Around one in 160 births in the U.S., or 24,000 pregnancies, result in stillbirth each year, according to the Centers for Disease Control and Prevention. Studies have shown that Black women are twice as likely as any other group to experience a stillbirth, and women of color have an overall high risk of stillbirth.

Women who have already experienced stillbirth are nearly five times as likely to experience another stillbirth or severe maternal complication.

There are a few established rainbow clinics worldwide, including one in the U.S. They are largely based on the rainbow clinic model established in the U.K. by Alexander Heazell, an international leader in stillbirth research.

Mount Sinai’s clinic will be in the Icahn School of Medicine. Physicians will tailor care to each patient and try to determine the cause of patients’ previous stillbirth, along with a strategy for conception and pregnancy moving forward. The clinic will give patients access to monitoring and testing services, mental health support and nutritional guidance during their pregnancy.

Clinical staff will undergo specialized training to understand their patients’ emotional needs while preventing further trauma. The clinic plans to have staff available around the clock, as well as social workers to help patients with anxiety and emotional needs surrounding the pregnancy, said Stone, a founder of the clinic.

Typically, she said, the clinic’s work will involve a lot of patient awareness of their own health and fetal movements as physicians take fetal measurements, run tests and plan for an early delivery.

The Rainbow Clinic will also conduct research to gain insight on risk factors that contribute to stillbirth and collaborate with other health centers like the rainbow clinic in the U.K. to replicate similar outcomes of low stillbirth rates.

Research indicates that avoiding smoking, drinking alcohol and eating certain foods, reducing high blood pressure, getting routine tests during pregnancy, avoiding infection and reporting pain and other warning signs could all help to decrease the chances of a stillbirth.

PUSH for Empowered Pregnancy’s mission is to decrease the U.S. stillbirth rate by 20% at the end of 2030, as well as by 50% in 2050, while also eventually eliminating all preventable stillbirths.

“As important as it is to provide care to patients who have lived through this trauma and improve their future course of treatment, it is also imperative to gain the necessary insights to prevent stillbirths from happening in any pregnancy,” Stone said in a news release. “The more data we can gather from our diverse patient population at Mount Sinai, the bigger the impact we can have in addressing this ongoing crisis.”
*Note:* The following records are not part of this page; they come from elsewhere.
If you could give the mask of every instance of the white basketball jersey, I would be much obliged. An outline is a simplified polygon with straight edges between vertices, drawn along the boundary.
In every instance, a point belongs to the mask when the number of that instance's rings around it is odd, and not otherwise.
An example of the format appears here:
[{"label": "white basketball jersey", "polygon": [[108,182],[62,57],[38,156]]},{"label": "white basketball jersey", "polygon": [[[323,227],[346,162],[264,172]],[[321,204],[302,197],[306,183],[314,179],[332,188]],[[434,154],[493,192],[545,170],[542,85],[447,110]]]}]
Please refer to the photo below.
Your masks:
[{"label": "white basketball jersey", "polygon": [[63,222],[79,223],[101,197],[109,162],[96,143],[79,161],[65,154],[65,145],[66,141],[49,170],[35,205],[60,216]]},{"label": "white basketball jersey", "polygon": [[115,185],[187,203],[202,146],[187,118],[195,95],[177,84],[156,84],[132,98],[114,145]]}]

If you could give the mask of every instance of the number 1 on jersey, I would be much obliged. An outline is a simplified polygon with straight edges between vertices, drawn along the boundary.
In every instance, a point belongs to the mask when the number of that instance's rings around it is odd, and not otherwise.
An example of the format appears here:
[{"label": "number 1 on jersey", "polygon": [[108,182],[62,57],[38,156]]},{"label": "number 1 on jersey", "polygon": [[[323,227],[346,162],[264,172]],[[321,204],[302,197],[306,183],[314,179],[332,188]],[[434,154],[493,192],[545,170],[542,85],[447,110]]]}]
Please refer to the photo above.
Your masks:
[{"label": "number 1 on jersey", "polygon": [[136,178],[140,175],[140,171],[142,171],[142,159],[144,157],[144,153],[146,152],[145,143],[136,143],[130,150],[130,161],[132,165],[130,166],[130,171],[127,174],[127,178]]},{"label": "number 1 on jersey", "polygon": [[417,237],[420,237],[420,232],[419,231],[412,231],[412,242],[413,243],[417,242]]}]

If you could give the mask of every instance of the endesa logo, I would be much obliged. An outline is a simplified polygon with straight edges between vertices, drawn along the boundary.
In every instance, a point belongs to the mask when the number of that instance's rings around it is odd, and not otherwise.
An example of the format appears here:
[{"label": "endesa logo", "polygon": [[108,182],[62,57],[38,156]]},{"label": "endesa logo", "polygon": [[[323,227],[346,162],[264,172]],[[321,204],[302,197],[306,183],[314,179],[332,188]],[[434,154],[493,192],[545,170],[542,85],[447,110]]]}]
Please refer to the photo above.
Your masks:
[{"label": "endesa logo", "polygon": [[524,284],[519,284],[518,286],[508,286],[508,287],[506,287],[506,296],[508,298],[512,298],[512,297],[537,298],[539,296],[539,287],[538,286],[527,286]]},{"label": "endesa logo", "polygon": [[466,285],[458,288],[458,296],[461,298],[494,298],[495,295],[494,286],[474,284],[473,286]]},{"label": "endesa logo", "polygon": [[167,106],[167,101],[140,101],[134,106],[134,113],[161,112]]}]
Several other organizations and programs are working to improve prenatal care and determine the various causes of stillbirths. Every Newborn Action Plan, a partnership between the World Health Organization, United Nations Children’s Fund and others, offers evidence-based solutions to prevent newborn deaths and stillbirths. The plan hopes to help all countries achieve a stillbirth rate of 12 or fewer per 1,000 total births by 2030.

The Global Network for Women’s and Children’s Health Research, led by the Eunice Kennedy Shriver National Institute of Child Health and Human Development, is striving to improve maternal and infant health while building research capacity, with scientists testing cost-effective, sustainable interventions for adverse pregnancy outcomes such as stillbirth.

The CDC’s Division of Reproductive Health collaborates with state partners to support epidemiological research and provide scientific information to improve maternal and child health programs and policies. It also identifies groups of women at high risk for stillbirth, monitors trends in risk factors and healthcare experiences, and pinpoints areas for prevention.